Existem muitos profissionais despreparados a ouvir uma vítima, um exemplo aplicável na nossa realidade é quando algumas mulheres denunciam abusos nas delegacias especializadas e ainda sofrem um certo tipo de humilhação. Na série, o conselheiro conseguiu piorar toda a situação, além de não prestar auxílio à vítima.

“Será que o conselheiro representa a figura do especialista? É uma boa pergunta essa. Será que os especialistas, de fato, escutam as pessoas? Ou eles estão mais preocupados em medicar, rotular, em patologizar? Isso é bem importante de ser problematizado”, questiona o psicólogo.

11. Fazer campanhas de prevenção ao suicídio por meio de cartazes no colégio não é a melhor opção para fazer parte do mundo dos estudantes 

O psicólogo acredita que um momento muito importante no seriado é quando o Clay fica injuriado com um cartaz de prevenção ao suicídio e começa a rasgar todos eles. “O que ele está denunciando ali? Que aquela maneira de tratar o suicídio não é totalmente efetiva”, comenta Santos.

Os cartazes diziam para as pessoas que se sentem mal procurarem ajuda. O psicólogo acredita que não devemos esperar a conscientização apenas da vítima, mas do grupo como um todo.

Uma sugestão para trabalhar o tema no ambiente escolar seria fazer projetos pedagógicos para se tratar o tema suicídio na escola. Milson Santos explica que precisamos ouvir os jovens e entender como eles interpretam os fenômenos. A partir disso, construir, juntos, uma cultura de conscientização e de segurança para todos os envolvidos.

12. A agressão psicológica é tão séria quanto a agressão física e o abuso sexual 

Hannah Baker comenta em suas fitas que o que a levou a cometer o suicídio foi uma série de etapas.
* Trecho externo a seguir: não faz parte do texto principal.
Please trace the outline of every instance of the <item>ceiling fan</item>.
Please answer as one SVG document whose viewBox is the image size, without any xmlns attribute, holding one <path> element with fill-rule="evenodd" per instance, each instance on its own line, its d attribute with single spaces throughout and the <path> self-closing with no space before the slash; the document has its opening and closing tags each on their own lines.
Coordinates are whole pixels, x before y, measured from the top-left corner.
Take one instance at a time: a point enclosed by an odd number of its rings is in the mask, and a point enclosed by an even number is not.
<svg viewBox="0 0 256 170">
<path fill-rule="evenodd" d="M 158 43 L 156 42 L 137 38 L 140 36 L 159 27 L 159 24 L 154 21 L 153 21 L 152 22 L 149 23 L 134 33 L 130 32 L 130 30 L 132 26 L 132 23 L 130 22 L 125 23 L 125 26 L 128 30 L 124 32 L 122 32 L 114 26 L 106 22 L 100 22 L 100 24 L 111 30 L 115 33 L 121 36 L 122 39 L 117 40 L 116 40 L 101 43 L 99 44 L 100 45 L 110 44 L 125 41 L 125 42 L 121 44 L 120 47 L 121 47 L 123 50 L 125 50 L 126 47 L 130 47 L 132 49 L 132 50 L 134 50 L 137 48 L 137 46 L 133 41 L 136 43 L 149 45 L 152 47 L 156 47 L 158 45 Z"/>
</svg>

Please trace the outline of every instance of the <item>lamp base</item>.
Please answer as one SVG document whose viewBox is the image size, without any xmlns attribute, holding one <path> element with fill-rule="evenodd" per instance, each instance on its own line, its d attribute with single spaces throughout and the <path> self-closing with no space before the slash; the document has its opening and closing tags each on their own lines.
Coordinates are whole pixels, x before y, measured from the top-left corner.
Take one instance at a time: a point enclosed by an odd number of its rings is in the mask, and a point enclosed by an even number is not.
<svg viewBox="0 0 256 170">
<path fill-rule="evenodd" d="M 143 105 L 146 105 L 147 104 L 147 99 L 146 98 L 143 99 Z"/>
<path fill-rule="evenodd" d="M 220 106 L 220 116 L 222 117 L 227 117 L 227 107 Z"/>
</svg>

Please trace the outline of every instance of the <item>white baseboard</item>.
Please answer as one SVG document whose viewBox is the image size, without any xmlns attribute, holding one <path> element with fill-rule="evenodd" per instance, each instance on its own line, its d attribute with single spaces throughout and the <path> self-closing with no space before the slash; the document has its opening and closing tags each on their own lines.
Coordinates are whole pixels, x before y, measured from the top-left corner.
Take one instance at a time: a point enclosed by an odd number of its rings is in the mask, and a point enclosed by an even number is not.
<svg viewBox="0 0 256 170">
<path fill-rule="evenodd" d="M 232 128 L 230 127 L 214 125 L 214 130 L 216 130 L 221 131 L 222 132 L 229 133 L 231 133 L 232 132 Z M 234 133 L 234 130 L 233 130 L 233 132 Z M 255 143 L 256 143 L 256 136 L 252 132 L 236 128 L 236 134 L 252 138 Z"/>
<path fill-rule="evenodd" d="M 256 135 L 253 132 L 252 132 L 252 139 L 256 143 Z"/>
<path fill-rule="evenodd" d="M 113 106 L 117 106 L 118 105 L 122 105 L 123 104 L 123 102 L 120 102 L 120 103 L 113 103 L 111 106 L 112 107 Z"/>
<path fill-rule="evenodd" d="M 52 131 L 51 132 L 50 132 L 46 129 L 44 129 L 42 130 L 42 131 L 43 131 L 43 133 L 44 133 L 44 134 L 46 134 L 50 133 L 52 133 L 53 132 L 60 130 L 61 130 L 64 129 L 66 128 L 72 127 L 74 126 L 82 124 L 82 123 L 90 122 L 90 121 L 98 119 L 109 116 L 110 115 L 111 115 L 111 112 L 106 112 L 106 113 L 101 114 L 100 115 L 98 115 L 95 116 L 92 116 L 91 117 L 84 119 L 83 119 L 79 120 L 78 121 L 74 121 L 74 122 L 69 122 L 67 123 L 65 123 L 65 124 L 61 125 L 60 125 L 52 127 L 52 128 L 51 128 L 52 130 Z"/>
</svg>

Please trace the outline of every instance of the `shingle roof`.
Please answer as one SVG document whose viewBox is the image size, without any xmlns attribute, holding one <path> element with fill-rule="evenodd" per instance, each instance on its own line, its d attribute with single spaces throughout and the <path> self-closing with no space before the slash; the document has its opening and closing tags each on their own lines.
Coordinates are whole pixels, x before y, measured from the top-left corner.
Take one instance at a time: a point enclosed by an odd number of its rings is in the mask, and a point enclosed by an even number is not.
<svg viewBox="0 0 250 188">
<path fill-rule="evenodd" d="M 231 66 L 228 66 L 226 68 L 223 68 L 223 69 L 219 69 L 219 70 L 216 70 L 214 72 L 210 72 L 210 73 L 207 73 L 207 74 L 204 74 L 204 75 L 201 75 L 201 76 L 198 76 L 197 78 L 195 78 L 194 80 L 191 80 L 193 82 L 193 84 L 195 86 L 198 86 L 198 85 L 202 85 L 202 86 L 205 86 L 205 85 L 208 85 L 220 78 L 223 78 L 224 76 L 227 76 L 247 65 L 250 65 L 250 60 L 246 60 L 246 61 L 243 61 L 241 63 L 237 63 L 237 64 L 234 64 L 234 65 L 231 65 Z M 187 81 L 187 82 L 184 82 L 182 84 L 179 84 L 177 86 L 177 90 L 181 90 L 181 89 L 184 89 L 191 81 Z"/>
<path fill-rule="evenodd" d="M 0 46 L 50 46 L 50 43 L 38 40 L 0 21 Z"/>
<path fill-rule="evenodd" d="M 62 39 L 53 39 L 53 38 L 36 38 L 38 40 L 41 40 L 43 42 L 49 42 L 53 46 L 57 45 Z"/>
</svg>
Primeiro, ela explica que acabaram com sua reputação, o segundo passo foi acabarem com sua alegria e, a partir de então, começaram as agressões físicas – chegando ao ponto de sofrer um estupro.

A agressão psicológica sofrida por Hannah foi tão determinante no suicídio quanto as agressões físicas que presenciou e o abuso sexual que sofreu.

13. Não podemos encarar todos esses acontecimentos da série como algo normal

Hannah se matou por escolha? Esse questionamento é levantado na série. Ela poderia simplesmente seguir o seu caminho – como o próprio conselheiro disse. Mas não é tão simples assim.

“Eu acho esses discursos moralistas e de imediação. Quando você pega a carta de alguém que se suicidou, fica muito distante qualquer ideia simplista sobre o fenômeno. Vira a clássica culpabilização da vítima. Isso é muito comum”, finaliza o psicólogo.

O que o seriado trabalha é muito importante principalmente para nós, alunos, que estamos convivendo diariamente com esse tipo de situação. Se pensarmos bem, sabemos que isso poderia ter acontecido com nós mesmos ou com algum amigo muito próximo.

Mas o bom da série é esse: nos dá a oportunidade de pensar e entender o motivo para a nossa vida escolar ser tão violenta. Estamos fazendo a nossa parte? É possível nos reconhecemos em algumas situações? O que faremos para mudar isso que não está certo?

Só de olhar para temas como o bullying, a violência psicológica, o machismo e muitos outros, podemos seguir mais críticos e colaborar para essa mudança.